If one or both of MDDR/FDDR are used, and the DDR initialization time is reached, CoreResetP output signal DDR_READY is asserted. Assertion of this signal DDR_READY can be monitored as an indication that the DDR (MDDR/FDDR) is ready for communication.
If one or more SERDESIF blocks are used, and the second phase of register configuration is successfully completed, CoreResetP output signal SDIF_READY is asserted. Assertion of this signal SDIF_READY can be monitored as an indication that all the SERDESIF blocks are ready for communication. -
The SystemInit() function, which has been waiting for INIT_DONE to be asserted, completes, and the application’s main() function is executed. At that time, all used DDR controllers and SERDESIF blocks have been initialized, and the firmware application and the FPGA fabric logic can reliably communicate with them.
The methodology described in this document relies on the Cortex-M3 executing
the initialization process as part of the system initialization code executed
before the application’s main()function.
See the Flow Charts in Figure 1-1, Figure 1-2 and Figure 1-3 for the
Initialization steps of FDDR/MDDR, SEREDES(non-PCIe mode) and SERDES (PCIe
mode).
Figure 1-4 shows a Peripheral Initialization timing diagram.
|
---|---
Figure 1-3 • SERDESIF (PCIe) Initialization Flow Chart
The initialization procedure described in this document requires you to run
Cortex-M3 during the initialization process, even if you are not planning on
running any code on the Cortex-M3. You must create a basic firmware
application that does nothing (a simple loop, for example) and load that
executable in the embedded Non Volatile Memory (eNVM) so the DDR controllers
and SERDESIF blocks are initialized when the Cortex-M3 boots.
Using System Builder to Create a Design Using DDR and SERDESIF Blocks
The SmartFusion2 System Builder is a powerful design tool that helps you
capture your system-level requirements and produces a design implementing
those requirements. A very important function of the System Builder is the
automatic creation of the Peripheral Initialization sub-system. “Using
SmartDesign to Create a Design Using DDR and SERDESIF Blocks” on page 17
describes in detail how to create such a solution without the System Builder.

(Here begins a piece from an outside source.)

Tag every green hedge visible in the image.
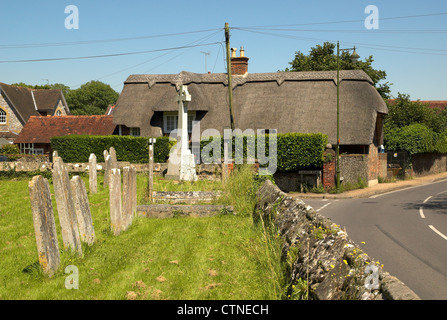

If you are using System Builder, you must perform the following tasks to
create a design that initializes your DDR controllers and SERDESIF blocks at
power up:
- In the Device Features page (Figure 2-1), specify which DDR controllers are used and how many SERDESIF blocks are used in your design.
- In the Memory page, specify the type of DDR (DDR2/DDR3/LPDDR) and the configuration data for your external DDR memories. See the Memory Page section for details.
- In the Peripherals page, add fabric masters configured as AHBLite/AXI to the Fabric DDR Subsystem and/or MSS DDR FIC Subsystem (optional).
- In the Clock Settings page, specify the clock frequencies for the DDR sub-systems.
- Complete your design specification and click Finish. This generates the System Builder created design, including the logic necessary for the ‘initialization’ solution.
- If you are using SERDESIF blocks, you must instantiate the SERDESIF blocks in your design and connect their initializations ports to those of the System Builder generated core.
System Builder Device Features Page
In the Device Features page, specify which DDR controllers (MDDR and/or FDDR)
are used and how many SERDESIF blocks are used in your design (Figure 2-1).
Figure 2-1 • System Builder Device Features Page
System Builder Memory Page
To use the MSS DDR (MDDR) or Fabric DDR (FDDR), select the Memory Type from
the drop-down list (Figure 2-2).
Figure 2-2 • MSS External Memory
You must:
- Select the DDR type (DDR2, DDR3 or LPDDR).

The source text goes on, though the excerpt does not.